Chris had originally come to the Island as priest in charge at St Paul’s, Barton. However, he was drawn to the new trust after meeting Helen.
He became its first chairman and was part of the steering group that bought the empty priory. Originally, it had been up for sale for £300,000.
Following negotiations, the price was reduced and the trust was given just one month to find a ten per cent deposit.
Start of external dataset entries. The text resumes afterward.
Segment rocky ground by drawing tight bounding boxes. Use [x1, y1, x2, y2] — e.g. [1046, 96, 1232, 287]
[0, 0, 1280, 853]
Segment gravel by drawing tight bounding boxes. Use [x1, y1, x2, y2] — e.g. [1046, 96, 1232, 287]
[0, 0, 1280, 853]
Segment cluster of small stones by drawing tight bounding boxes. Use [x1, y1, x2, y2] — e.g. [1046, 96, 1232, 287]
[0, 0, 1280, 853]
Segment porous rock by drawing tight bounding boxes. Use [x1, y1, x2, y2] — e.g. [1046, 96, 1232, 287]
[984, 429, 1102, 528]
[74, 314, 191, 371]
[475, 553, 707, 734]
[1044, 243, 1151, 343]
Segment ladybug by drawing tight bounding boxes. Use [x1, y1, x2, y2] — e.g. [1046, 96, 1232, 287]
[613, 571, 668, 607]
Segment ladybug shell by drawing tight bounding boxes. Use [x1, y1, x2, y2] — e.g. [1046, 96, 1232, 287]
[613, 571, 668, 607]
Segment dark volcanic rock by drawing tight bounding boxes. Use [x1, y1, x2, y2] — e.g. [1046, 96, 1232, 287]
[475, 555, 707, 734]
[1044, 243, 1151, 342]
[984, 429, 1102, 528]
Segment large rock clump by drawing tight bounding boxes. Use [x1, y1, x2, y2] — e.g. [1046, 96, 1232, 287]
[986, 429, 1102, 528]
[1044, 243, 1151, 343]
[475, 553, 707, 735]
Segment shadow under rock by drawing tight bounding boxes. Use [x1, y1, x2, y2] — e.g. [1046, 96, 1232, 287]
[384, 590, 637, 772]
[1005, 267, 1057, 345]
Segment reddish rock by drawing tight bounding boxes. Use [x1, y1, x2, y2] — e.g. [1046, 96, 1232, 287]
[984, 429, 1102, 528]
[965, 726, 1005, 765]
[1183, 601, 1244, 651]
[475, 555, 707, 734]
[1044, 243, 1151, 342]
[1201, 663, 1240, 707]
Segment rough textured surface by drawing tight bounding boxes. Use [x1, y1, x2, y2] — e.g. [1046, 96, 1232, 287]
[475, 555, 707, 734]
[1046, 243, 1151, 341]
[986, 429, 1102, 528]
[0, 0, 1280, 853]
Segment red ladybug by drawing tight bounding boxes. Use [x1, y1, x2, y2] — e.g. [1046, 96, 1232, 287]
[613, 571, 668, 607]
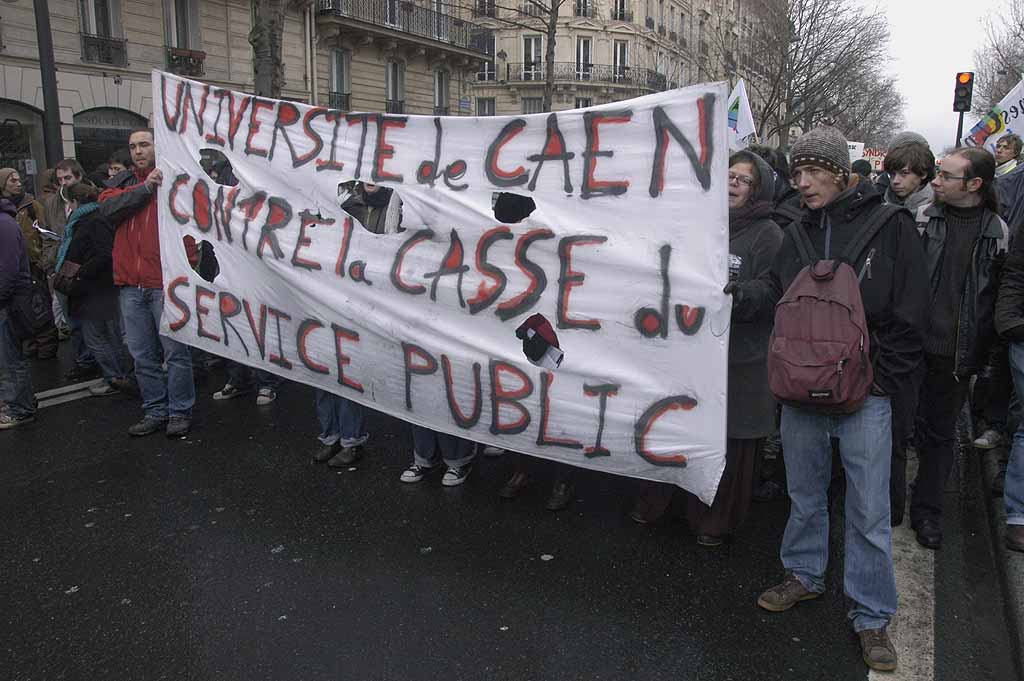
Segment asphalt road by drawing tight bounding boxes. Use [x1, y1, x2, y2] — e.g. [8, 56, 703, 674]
[0, 350, 1015, 681]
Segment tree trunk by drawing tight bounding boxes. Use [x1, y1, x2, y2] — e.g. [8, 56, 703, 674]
[249, 0, 285, 99]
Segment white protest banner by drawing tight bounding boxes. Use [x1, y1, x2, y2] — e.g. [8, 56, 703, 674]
[153, 72, 731, 504]
[964, 80, 1024, 154]
[729, 78, 757, 150]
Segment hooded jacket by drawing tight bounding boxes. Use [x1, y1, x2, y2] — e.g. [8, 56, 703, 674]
[0, 199, 32, 303]
[733, 180, 929, 395]
[98, 168, 164, 289]
[727, 152, 782, 439]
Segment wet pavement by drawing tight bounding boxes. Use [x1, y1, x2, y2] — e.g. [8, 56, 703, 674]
[0, 352, 1015, 681]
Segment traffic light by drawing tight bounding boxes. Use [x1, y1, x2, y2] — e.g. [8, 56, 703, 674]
[953, 71, 974, 112]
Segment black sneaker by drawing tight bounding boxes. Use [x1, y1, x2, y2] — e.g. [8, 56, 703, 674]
[128, 416, 167, 437]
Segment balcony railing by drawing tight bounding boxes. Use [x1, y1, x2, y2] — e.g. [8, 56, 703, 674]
[506, 61, 668, 92]
[167, 47, 206, 76]
[327, 92, 352, 112]
[316, 0, 493, 53]
[82, 33, 128, 67]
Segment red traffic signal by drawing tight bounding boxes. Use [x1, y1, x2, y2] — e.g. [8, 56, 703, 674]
[953, 71, 974, 112]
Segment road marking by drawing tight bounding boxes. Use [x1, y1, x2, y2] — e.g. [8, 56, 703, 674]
[36, 378, 103, 409]
[867, 459, 935, 681]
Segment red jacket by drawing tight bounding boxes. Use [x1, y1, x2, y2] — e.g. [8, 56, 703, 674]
[99, 168, 164, 289]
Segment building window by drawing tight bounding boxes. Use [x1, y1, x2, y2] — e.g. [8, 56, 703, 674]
[522, 36, 544, 81]
[476, 97, 495, 116]
[164, 0, 200, 50]
[384, 61, 406, 114]
[434, 69, 452, 116]
[575, 38, 594, 80]
[476, 33, 497, 81]
[328, 49, 352, 111]
[612, 40, 630, 81]
[522, 97, 544, 114]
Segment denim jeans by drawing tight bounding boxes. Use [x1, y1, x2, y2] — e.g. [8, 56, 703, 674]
[227, 359, 283, 390]
[413, 426, 476, 468]
[120, 286, 196, 420]
[780, 395, 896, 632]
[316, 388, 370, 446]
[81, 317, 131, 382]
[0, 309, 36, 419]
[1002, 343, 1024, 525]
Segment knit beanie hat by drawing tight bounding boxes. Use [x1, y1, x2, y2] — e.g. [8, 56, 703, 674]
[790, 126, 850, 179]
[889, 130, 928, 152]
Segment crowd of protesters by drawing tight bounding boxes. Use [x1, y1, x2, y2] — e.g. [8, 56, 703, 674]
[0, 122, 1024, 670]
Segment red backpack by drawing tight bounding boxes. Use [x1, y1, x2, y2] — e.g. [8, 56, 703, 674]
[768, 205, 901, 414]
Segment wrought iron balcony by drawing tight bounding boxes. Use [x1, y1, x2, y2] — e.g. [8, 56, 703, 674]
[316, 0, 494, 54]
[82, 33, 128, 67]
[327, 92, 352, 112]
[167, 47, 206, 76]
[506, 61, 668, 92]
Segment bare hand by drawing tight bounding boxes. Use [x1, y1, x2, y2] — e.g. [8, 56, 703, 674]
[145, 168, 164, 193]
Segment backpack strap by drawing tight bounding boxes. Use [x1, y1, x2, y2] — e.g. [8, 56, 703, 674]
[843, 204, 906, 266]
[785, 222, 818, 266]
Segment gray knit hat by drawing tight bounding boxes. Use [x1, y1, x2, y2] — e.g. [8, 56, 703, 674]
[790, 126, 850, 179]
[889, 130, 928, 152]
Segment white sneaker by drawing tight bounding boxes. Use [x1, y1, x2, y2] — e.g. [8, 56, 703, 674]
[974, 428, 1002, 450]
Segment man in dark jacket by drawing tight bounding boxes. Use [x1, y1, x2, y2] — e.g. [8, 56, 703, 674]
[99, 130, 196, 437]
[910, 147, 1009, 549]
[0, 199, 36, 430]
[726, 128, 928, 670]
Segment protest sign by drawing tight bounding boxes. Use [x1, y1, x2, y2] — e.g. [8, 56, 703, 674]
[153, 72, 731, 503]
[728, 78, 757, 150]
[964, 80, 1024, 154]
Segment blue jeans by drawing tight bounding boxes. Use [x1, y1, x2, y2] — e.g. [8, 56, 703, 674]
[227, 359, 283, 390]
[1002, 343, 1024, 525]
[316, 388, 370, 446]
[0, 309, 36, 419]
[81, 318, 131, 382]
[780, 395, 896, 632]
[413, 426, 476, 468]
[120, 286, 196, 420]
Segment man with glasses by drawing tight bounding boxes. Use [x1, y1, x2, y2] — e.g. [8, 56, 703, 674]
[726, 128, 928, 671]
[910, 147, 1009, 549]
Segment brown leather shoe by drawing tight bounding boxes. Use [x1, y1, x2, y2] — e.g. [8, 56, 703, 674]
[1006, 524, 1024, 553]
[857, 627, 896, 672]
[498, 471, 529, 499]
[758, 572, 821, 612]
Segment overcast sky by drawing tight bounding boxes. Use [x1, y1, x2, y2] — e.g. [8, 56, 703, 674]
[861, 0, 1002, 153]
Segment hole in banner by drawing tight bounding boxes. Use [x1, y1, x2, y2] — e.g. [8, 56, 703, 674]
[490, 191, 537, 224]
[199, 148, 239, 186]
[181, 235, 220, 283]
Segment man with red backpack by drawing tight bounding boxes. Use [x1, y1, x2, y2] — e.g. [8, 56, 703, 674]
[726, 128, 928, 670]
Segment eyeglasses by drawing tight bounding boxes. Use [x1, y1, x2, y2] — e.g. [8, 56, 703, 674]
[729, 173, 754, 186]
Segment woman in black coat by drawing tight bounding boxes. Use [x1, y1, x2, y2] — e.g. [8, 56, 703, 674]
[57, 182, 134, 395]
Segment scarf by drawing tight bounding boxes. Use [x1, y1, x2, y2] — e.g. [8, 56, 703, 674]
[55, 201, 99, 271]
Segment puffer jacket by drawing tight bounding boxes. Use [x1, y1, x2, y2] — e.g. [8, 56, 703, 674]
[99, 168, 164, 289]
[922, 203, 1010, 377]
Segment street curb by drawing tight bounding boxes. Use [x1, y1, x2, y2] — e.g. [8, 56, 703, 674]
[981, 449, 1024, 681]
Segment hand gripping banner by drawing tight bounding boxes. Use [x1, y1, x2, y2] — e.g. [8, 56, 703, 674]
[153, 72, 730, 504]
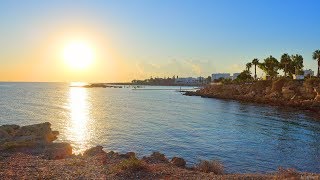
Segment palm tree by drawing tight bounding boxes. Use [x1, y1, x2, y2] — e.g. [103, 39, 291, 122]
[246, 63, 252, 72]
[258, 56, 279, 78]
[291, 54, 303, 75]
[280, 53, 292, 77]
[252, 58, 259, 80]
[312, 50, 320, 77]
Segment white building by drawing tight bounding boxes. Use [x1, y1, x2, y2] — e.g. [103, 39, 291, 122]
[232, 73, 240, 80]
[292, 74, 304, 80]
[303, 69, 314, 76]
[175, 77, 199, 84]
[211, 73, 231, 81]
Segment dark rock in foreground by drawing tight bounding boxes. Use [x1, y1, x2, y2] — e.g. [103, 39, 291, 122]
[0, 123, 320, 179]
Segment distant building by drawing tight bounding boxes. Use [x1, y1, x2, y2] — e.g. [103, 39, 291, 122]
[212, 73, 231, 81]
[175, 77, 199, 84]
[293, 74, 304, 80]
[232, 73, 240, 80]
[197, 76, 206, 84]
[303, 69, 314, 76]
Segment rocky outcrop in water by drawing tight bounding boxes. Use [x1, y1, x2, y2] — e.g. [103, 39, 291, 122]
[0, 122, 72, 159]
[185, 78, 320, 112]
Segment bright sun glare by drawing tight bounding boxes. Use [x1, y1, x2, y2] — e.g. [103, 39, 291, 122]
[63, 42, 94, 69]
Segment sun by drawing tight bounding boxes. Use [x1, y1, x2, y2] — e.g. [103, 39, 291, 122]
[63, 41, 94, 69]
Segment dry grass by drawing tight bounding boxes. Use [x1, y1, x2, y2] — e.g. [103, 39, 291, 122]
[195, 160, 224, 175]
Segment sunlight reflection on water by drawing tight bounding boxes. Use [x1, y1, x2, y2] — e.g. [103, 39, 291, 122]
[68, 87, 90, 154]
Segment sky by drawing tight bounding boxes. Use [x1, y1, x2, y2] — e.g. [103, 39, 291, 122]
[0, 0, 320, 82]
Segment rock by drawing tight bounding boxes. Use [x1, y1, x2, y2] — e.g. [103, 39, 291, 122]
[282, 87, 296, 99]
[44, 143, 72, 159]
[142, 152, 169, 164]
[83, 146, 107, 156]
[271, 78, 287, 92]
[170, 157, 186, 167]
[0, 129, 12, 142]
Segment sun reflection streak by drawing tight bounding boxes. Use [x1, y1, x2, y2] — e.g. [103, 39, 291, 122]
[68, 87, 90, 154]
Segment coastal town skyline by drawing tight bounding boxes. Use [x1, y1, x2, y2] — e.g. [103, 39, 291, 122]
[0, 0, 320, 82]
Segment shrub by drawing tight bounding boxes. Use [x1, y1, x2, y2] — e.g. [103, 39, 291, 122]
[195, 160, 224, 174]
[304, 77, 320, 87]
[271, 78, 288, 92]
[115, 156, 146, 171]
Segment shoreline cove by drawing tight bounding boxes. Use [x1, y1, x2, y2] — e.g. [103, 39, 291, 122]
[0, 122, 320, 179]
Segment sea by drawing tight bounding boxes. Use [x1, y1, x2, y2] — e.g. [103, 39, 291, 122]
[0, 82, 320, 173]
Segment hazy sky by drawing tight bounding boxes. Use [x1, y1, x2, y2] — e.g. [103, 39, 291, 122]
[0, 0, 320, 82]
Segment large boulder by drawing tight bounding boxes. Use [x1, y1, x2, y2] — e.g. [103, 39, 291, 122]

Each of the committee members decided to give what they could to buy the property and, miraculously, when the cash was added up at the end of the month, it came to £27,500, enabling them to put a deposit on the building.
Chris said: "It was quite an extraordinary time."
Chris, who has recently been diagnosed with motor neurone disease, is due to retire from the chaplaincy role. At the moment though, he remains as one of the three permanent employees of the trust.
He said: "It is a safe place and we do all we can to see it remains so."
The other full-time members of The Priory are husband and wife team Colin Thornton, 56, and his wife, Marja, 57. Not only are they employees at the trust but have lived there full-time since they moved from Lancashire when the trust was founded with their two children, Tobias and Dominic, then aged 12 and ten respectively.
Chris said: "Our desire was really to help people."
Volunteers at the trust include former prison officer at Parkhurst, Rob Stamp, 61, and his wife, Carole, 62, both from Seaview.
Carole said: "Back in the early 1990s, I had quite a remarkable healing. I had come from a hurt background and had experienced a great deal of depression."
She learned of The Priory’s concentration on mental health issues and decided to go.
She said: "When you come, you are attracted to the people who are here. There is a level of understanding. You are accepted as you are. Nobody pried or asked difficult questions."
Lawrence Jay and his wife, Janet, also have good reason to be grateful to The Priory. Their son, Kingsley, now 47, suffered from learning disabilities, is blind and also has autism.
The NHS was unable to help him, yet his life has been changed by regular visits to The Priory.
Lawrence said: "It is a wonderful resource. He has been made to feel very valuable for the first time. He has been coming here for ten years and has been absorbed into Priory life. He is now able to live reasonably independently with a support worker.
"I don’t think he would have been able to do that if he had not had the help he received here."